Ce film présente la rencontre de deux personnages et
de deux idéologies : celle de Léon (Melvyn
Douglas) et Ninotchka (Greta Garbo). Ninotchka découvre
Paris, ville qui représente tout ce qu’elle abhorre par
conviction : la légèreté, la superficialité,
le gaspillage et le pouvoir ostentatoire de l’argent. Léon
va lui apprendre à apprécier cette vie "facile"
et agréable. Elle se laissera progressivement séduire
par le personnage mais aussi par les avantages de la vie dans
un pays capitaliste. En rentrant en URSS, elle retrouve un
quotidien qui nous est montré austère :
au lieu de sa suite royale, Ninotchka regagne la chambre qu’elle
partage avec deux autres femmes, elle abandonne les tenues
parisiennes pour revêtir son uniforme du Parti. La nostalgie
est palpable, tout comme chez ses trois "camarades" qui n’attendent
qu’une chose : qu’on les envoie une nouvelle fois en
mission.
Si le personnage interprété par la divine
a succombé aux commodités et au charme de Paris,
Léon fait l’effort de lire Marx ! Empreint de
ces écrits, il incite son domestique à se révolter
contre lui. On ne peut parler de coup de foudre des personnages
pour leur opposé, mais chacun apprend au fur et à
mesure à apprécier l’autre, et ce que représente
l’autre. Mais le chemin est laborieux car Lubitsch utilise
des clichés : Ninotchka est présentée
comme une femme sévère et pince-sans-rire, à
l’image du système soviétique. Léon,
qui est frivole, intéressé (il corrompt les
envoyés soviétiques), est, de son côté,
un représentant très convenu du capitalisme.

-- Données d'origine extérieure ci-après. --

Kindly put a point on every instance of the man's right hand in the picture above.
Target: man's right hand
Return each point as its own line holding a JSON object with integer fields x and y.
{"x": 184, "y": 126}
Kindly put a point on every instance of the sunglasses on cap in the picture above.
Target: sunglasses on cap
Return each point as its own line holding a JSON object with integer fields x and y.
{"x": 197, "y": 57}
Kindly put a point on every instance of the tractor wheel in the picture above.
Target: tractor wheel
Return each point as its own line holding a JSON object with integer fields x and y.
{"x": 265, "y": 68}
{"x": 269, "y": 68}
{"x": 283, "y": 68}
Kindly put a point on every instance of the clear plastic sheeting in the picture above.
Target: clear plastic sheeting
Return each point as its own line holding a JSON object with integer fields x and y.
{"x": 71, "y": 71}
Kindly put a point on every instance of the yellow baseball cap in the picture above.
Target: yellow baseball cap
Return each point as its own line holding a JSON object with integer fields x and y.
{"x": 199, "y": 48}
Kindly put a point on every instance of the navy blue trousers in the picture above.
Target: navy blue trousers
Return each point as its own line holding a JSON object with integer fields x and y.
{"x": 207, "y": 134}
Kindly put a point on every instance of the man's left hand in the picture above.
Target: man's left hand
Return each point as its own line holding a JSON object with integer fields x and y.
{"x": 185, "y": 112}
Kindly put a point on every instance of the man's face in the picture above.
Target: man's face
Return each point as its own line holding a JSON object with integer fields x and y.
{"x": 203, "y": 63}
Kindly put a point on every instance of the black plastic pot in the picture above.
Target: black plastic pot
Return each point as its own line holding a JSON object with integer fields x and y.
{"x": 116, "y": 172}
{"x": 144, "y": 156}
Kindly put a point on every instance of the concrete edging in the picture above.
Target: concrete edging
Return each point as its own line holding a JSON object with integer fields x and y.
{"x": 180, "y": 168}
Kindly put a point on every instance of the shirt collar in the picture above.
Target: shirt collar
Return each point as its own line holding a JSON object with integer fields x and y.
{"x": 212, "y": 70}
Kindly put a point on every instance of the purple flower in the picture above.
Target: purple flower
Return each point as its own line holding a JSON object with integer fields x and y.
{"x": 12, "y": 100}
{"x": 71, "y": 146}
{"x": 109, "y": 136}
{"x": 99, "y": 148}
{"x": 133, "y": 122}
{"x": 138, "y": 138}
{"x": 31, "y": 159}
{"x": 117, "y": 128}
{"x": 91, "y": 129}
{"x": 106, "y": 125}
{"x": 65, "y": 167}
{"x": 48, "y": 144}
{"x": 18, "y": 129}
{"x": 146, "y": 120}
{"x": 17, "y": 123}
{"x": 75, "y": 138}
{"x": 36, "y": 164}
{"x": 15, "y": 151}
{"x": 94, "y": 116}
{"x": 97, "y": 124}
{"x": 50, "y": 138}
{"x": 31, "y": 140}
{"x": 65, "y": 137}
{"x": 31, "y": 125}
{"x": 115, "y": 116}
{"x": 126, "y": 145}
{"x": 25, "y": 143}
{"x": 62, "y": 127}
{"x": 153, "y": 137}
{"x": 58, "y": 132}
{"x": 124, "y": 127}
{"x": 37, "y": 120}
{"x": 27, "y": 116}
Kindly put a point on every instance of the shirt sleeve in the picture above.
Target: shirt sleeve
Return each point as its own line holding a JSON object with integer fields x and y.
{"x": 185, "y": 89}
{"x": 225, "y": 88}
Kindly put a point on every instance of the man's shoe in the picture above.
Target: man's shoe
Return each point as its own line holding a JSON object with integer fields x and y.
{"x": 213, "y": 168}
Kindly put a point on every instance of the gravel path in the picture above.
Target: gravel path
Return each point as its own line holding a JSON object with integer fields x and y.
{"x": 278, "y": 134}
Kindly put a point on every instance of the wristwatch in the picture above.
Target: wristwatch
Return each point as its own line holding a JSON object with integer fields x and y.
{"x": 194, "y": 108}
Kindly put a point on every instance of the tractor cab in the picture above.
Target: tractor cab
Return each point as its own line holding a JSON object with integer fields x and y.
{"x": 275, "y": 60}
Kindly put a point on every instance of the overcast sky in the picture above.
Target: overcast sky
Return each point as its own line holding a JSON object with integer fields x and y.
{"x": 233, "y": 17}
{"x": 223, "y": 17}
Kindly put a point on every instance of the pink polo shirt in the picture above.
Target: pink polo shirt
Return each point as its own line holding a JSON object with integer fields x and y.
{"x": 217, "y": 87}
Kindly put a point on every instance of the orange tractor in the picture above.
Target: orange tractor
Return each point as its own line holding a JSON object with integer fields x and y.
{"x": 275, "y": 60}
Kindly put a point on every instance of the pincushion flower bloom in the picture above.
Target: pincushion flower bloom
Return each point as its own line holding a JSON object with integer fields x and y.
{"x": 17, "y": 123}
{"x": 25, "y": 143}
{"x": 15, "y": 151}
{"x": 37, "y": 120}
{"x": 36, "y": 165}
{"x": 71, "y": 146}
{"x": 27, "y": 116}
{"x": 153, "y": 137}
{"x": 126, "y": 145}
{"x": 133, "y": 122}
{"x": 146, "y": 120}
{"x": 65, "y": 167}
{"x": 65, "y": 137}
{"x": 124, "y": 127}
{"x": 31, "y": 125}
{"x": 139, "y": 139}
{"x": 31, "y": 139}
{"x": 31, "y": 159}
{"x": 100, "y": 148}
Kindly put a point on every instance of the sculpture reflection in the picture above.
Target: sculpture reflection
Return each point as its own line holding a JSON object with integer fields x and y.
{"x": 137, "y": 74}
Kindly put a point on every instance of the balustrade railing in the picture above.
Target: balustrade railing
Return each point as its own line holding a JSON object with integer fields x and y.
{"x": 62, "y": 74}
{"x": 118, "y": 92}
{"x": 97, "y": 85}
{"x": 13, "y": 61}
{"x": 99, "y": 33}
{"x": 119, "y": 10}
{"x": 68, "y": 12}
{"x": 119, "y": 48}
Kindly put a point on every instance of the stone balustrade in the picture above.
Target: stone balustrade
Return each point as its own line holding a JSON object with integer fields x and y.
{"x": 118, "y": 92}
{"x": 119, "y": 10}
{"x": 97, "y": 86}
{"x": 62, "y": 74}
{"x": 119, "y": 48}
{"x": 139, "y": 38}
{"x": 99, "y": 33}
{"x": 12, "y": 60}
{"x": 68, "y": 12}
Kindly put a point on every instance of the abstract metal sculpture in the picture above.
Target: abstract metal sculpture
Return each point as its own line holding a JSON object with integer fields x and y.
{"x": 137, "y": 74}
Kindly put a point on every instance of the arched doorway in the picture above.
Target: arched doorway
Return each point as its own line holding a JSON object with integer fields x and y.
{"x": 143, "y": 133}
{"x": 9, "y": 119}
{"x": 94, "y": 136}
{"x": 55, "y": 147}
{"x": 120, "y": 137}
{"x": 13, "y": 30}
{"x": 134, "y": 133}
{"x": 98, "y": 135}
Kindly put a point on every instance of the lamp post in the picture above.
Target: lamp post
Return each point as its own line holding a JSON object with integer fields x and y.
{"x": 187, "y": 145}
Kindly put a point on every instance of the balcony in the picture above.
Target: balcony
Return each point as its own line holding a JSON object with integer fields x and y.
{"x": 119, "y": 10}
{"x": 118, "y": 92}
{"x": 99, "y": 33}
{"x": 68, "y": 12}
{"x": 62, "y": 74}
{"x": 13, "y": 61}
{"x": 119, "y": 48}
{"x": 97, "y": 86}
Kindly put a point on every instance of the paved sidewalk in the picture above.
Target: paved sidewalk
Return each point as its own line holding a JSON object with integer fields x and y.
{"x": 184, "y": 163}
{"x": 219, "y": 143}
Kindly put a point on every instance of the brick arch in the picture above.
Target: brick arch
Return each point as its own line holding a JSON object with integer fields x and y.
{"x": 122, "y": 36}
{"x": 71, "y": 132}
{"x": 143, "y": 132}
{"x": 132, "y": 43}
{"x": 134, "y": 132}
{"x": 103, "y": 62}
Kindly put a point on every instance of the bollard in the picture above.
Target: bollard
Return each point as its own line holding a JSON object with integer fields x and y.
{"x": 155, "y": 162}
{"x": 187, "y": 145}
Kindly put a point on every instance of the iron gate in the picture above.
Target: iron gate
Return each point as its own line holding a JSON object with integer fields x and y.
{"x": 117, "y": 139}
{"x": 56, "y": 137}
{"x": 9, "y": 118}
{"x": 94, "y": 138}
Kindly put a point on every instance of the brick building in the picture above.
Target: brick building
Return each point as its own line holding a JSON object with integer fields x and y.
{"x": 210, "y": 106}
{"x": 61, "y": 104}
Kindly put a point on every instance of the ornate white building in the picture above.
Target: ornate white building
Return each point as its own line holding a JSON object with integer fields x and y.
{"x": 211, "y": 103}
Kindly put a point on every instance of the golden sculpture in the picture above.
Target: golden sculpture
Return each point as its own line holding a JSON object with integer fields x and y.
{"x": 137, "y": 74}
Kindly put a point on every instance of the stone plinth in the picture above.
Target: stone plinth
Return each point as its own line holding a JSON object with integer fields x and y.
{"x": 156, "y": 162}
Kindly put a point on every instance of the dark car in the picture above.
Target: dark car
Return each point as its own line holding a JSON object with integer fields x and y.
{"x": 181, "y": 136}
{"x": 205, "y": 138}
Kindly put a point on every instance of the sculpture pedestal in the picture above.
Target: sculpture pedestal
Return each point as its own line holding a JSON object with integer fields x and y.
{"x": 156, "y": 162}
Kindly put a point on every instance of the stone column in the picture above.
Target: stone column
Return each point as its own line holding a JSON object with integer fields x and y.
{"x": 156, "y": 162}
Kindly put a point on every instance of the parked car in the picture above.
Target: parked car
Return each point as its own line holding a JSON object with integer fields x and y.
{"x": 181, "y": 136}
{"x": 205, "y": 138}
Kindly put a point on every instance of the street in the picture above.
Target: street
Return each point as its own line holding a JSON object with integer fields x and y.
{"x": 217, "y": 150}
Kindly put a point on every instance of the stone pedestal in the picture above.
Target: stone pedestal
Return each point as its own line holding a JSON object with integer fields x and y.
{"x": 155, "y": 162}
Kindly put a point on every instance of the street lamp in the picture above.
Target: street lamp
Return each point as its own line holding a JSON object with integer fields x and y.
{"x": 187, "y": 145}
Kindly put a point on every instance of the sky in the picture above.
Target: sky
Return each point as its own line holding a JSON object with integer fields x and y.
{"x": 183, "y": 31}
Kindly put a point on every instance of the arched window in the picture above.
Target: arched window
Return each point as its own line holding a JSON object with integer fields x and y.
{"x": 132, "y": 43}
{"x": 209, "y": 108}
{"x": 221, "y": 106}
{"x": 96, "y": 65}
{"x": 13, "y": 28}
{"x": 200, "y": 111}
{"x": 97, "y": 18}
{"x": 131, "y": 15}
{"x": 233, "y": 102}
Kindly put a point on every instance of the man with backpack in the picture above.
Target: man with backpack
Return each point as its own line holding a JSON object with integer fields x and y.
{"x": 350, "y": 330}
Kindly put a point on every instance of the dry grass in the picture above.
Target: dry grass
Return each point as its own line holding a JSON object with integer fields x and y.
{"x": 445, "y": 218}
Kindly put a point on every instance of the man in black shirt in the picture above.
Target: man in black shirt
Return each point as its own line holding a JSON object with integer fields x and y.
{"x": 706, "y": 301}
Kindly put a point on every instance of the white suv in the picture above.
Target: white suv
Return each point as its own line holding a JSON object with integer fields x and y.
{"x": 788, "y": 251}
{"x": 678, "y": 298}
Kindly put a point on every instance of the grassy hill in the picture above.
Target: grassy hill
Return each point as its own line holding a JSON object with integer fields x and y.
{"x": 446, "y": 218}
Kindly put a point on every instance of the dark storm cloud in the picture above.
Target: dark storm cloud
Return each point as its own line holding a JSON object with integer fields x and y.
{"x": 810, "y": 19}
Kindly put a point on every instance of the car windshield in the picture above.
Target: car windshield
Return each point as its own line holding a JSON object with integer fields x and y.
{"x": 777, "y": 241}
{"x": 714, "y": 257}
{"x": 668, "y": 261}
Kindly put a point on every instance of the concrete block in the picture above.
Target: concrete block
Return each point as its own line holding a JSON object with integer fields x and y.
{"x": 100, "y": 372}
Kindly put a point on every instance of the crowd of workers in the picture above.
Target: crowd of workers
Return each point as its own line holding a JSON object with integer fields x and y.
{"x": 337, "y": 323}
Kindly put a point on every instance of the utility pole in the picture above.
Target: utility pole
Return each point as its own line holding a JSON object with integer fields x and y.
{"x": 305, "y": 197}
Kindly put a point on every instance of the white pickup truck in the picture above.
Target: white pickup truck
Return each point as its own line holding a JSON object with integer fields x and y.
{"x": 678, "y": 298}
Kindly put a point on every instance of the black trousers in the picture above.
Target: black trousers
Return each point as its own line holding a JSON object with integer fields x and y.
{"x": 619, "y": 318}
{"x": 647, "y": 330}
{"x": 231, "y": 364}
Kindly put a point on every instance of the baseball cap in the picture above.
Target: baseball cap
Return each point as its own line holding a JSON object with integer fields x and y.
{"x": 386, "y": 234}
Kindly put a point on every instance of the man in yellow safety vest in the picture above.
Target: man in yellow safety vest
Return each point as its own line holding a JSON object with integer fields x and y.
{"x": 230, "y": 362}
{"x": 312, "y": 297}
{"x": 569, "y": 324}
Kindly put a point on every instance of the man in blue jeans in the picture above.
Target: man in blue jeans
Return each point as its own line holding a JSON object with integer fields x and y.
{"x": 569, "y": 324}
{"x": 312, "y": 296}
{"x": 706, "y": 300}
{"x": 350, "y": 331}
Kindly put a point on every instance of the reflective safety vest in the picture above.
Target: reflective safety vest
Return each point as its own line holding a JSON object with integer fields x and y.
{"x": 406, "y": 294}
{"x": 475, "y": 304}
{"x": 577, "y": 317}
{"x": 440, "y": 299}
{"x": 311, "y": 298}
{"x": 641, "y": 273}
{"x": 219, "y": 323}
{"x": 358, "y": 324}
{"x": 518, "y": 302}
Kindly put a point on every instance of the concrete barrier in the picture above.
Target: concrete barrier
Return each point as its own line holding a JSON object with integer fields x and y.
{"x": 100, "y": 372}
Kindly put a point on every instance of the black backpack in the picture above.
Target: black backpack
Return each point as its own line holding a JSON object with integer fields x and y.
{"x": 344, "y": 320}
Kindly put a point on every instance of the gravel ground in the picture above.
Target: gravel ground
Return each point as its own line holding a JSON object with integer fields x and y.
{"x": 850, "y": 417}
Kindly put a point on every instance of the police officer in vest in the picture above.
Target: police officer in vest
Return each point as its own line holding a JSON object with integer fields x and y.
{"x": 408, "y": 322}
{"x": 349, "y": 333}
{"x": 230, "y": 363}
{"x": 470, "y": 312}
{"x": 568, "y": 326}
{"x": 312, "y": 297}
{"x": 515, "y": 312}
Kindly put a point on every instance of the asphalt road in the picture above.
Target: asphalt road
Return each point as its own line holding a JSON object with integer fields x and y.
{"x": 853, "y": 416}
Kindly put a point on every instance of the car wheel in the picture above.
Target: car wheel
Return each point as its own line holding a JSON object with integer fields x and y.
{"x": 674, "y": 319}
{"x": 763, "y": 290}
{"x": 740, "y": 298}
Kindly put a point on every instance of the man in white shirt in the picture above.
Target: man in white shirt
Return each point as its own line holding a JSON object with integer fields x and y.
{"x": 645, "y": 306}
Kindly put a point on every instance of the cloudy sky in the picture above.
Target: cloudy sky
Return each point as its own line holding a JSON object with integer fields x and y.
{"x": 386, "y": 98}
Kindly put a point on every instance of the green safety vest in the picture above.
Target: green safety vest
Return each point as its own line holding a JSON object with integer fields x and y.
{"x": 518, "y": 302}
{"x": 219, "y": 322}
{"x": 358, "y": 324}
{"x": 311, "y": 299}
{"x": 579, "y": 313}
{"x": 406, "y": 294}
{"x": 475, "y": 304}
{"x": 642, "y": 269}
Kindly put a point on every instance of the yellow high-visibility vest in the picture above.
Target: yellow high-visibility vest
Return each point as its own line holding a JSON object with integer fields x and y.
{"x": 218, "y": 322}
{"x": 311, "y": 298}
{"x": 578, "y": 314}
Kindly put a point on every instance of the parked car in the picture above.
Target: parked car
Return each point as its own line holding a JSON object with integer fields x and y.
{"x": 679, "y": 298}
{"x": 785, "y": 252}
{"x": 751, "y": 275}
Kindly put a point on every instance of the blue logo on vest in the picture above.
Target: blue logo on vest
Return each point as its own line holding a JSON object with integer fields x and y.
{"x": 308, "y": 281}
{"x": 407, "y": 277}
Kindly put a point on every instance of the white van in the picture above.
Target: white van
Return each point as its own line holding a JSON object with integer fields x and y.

Le film ne donne pas de leçon politique, ce n’est pas
son propos : il ne fait que grossir certaines idées
et minimiser d’autres aspects (la déportation au goulag
est, par exemple, traitée sur le ton de la plaisanterie
par les trois compères) dans le but de faire rire ou
sourire. Les deux systèmes sont caricaturés
au même titre. A travers les mots de Garbo, le réalisateur
n’a qu’un seul message : il devrait exister un pays de
cocagne où la seule doctrine politique serait l’amour.